Come to think of it I'd rather be arrested, charged, convicted, and incarcerated for a determined time period as opposed to the open-endedness of someone's opinion of my mental health. Heck, I don't even believe in god so there is something wrong with me to begin with. If I truly wanted be dead, it might not matter much either way.

I can't speak for other atheists, but I am 100% in favor of euthanasia when death is a certainty and pain is intractable.  

I completely support euthanasia on a case by case basis.  To say that euthanasia involving a child is not something you would support is very much a blanket ideal.  It is a very personal decision and one that I would exercise should the circumstances arise.  I was very disappointed that my state of Massachusetts voted NO to allowed Dr Assisted Suicide by a small margin.  :(  Like many repeat, we treat our animals better than we treat our dying...

no upper limit, will develop tolerance if dose is titrated slowly.

I am against euthanasia and i'll tell you why. I am disabled, I have primary progressive MS, I also suffered a head injury resulting in some brain damage from childhood abuse. I know suffering and live with pain and lack of treatment options every day, my health is deteriorating and there is nothing I can do. That being said I have faced discrimination even from doctors, I have had to fight for my life because doctors felt my life was less "worthy" and that death would be more "merciful" than helping me live with severe disability. Many disabled people are routinely subjected to DNR orders they never requested or consented to which is sick but a sad reality for far too many. I have also dealt with guilt that comes with being dependent on others, there have been times I felt I was such a burden my loved ones would be better off without me. I have had to grieve to for the loss of "who I was" and accept who I now am and it was hard, it is hard. It is hard to hear every day from people how they could never live like that, how those in wheelchairs are vegetables with a functional mind, how some things are worse than death, they are talking about ME about MY life! I can tell you it hurts and has driven me to thoughts of suicide. Legalizing assisted suicide or euthanasia in theory is great in practice I see disaster. How could abuse be prevented and the rights of those with disabilities be upheld if the very law is saying our lives are worse than death? They can't. I think improvements to palliative care are desperately needed but legalizing doctor assisted death puts my life and the lives of thousands of others at risk.

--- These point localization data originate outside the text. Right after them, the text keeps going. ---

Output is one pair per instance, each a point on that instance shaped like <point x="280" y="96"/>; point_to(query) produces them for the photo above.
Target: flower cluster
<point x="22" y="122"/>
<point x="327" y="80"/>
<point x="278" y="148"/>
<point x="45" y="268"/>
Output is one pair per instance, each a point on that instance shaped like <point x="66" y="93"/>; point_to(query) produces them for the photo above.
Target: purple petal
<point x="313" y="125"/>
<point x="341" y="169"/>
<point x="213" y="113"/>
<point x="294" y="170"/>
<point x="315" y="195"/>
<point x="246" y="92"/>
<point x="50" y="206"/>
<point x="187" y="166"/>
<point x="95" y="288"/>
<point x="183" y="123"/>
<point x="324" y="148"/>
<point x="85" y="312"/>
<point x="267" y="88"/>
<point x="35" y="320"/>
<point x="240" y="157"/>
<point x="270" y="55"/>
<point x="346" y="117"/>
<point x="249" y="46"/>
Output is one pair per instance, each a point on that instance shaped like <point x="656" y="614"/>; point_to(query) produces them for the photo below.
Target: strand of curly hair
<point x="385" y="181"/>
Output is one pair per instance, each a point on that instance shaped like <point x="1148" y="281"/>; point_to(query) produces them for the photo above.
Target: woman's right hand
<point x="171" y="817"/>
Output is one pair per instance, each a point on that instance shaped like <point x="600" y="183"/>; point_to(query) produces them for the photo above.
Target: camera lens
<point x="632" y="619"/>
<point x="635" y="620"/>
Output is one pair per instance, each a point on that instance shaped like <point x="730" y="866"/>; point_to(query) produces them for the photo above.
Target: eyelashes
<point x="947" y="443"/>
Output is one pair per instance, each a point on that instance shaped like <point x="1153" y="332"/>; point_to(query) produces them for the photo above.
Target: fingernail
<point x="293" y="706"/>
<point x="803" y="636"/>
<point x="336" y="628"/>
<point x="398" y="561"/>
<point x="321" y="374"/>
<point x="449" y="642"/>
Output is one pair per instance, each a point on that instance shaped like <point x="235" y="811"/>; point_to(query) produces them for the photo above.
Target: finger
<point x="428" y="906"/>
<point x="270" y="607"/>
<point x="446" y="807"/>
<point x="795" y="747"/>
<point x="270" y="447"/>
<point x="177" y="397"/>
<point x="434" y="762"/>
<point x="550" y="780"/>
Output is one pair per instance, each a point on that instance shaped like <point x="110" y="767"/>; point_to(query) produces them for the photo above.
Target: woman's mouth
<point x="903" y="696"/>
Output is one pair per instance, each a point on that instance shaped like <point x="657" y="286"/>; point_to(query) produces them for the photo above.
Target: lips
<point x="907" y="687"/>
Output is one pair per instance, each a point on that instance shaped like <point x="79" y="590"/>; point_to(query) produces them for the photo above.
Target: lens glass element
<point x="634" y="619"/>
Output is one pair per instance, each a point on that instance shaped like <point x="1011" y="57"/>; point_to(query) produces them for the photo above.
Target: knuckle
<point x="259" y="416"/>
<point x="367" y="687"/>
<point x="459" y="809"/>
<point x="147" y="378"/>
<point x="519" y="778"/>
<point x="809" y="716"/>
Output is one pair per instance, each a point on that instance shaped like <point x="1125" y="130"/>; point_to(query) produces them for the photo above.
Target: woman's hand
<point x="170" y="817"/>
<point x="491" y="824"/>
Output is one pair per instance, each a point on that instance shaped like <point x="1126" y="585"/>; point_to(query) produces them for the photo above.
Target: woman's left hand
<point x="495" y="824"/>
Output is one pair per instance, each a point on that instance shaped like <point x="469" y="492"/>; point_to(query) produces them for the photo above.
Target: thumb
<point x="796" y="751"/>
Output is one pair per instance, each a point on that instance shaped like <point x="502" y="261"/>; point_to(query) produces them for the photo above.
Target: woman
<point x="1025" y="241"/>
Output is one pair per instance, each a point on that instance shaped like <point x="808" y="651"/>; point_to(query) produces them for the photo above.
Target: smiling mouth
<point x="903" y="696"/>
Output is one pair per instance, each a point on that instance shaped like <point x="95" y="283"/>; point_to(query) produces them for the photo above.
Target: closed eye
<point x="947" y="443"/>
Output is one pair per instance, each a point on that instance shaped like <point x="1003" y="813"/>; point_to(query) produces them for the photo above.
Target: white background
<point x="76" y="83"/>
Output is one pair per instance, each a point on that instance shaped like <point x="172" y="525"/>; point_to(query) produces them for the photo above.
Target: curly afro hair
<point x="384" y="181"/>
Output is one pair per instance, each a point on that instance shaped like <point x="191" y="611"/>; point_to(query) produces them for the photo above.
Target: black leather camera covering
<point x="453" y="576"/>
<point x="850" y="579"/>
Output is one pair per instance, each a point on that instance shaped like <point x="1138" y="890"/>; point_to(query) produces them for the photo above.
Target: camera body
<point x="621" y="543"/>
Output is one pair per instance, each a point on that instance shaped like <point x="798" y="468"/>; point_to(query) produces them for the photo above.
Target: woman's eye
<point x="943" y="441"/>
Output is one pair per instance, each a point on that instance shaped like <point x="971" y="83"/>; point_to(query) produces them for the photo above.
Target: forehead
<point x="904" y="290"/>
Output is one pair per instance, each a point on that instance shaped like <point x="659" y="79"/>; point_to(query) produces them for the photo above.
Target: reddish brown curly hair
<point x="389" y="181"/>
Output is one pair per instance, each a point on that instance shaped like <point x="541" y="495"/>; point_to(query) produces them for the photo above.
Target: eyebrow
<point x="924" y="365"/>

You are a very courageous woman, Lily.  I hear you on that wheelchair thing.

I used to date a woman who used a wheelchair.  We went to the Party in the Park in London several years ago, where there were large crowds of people in front of Buckingham Palace to attend a concert put on by the then young princes.  As we were leaving in the crowds, a woman in her twenties stumbled against my partners wheelchair, and turned and announced quite stridently, and to no-one in particular, "They should give them lights, or bells or something".

I was so shocked and disgusted - and ashamed she had a British accent. My partner was apparently more used to that sort of behaviour than I.

I do believe in voluntary euthanasia, but I also feel that a great deal of ancillary process should be involved to ensure that the right to life takes priority.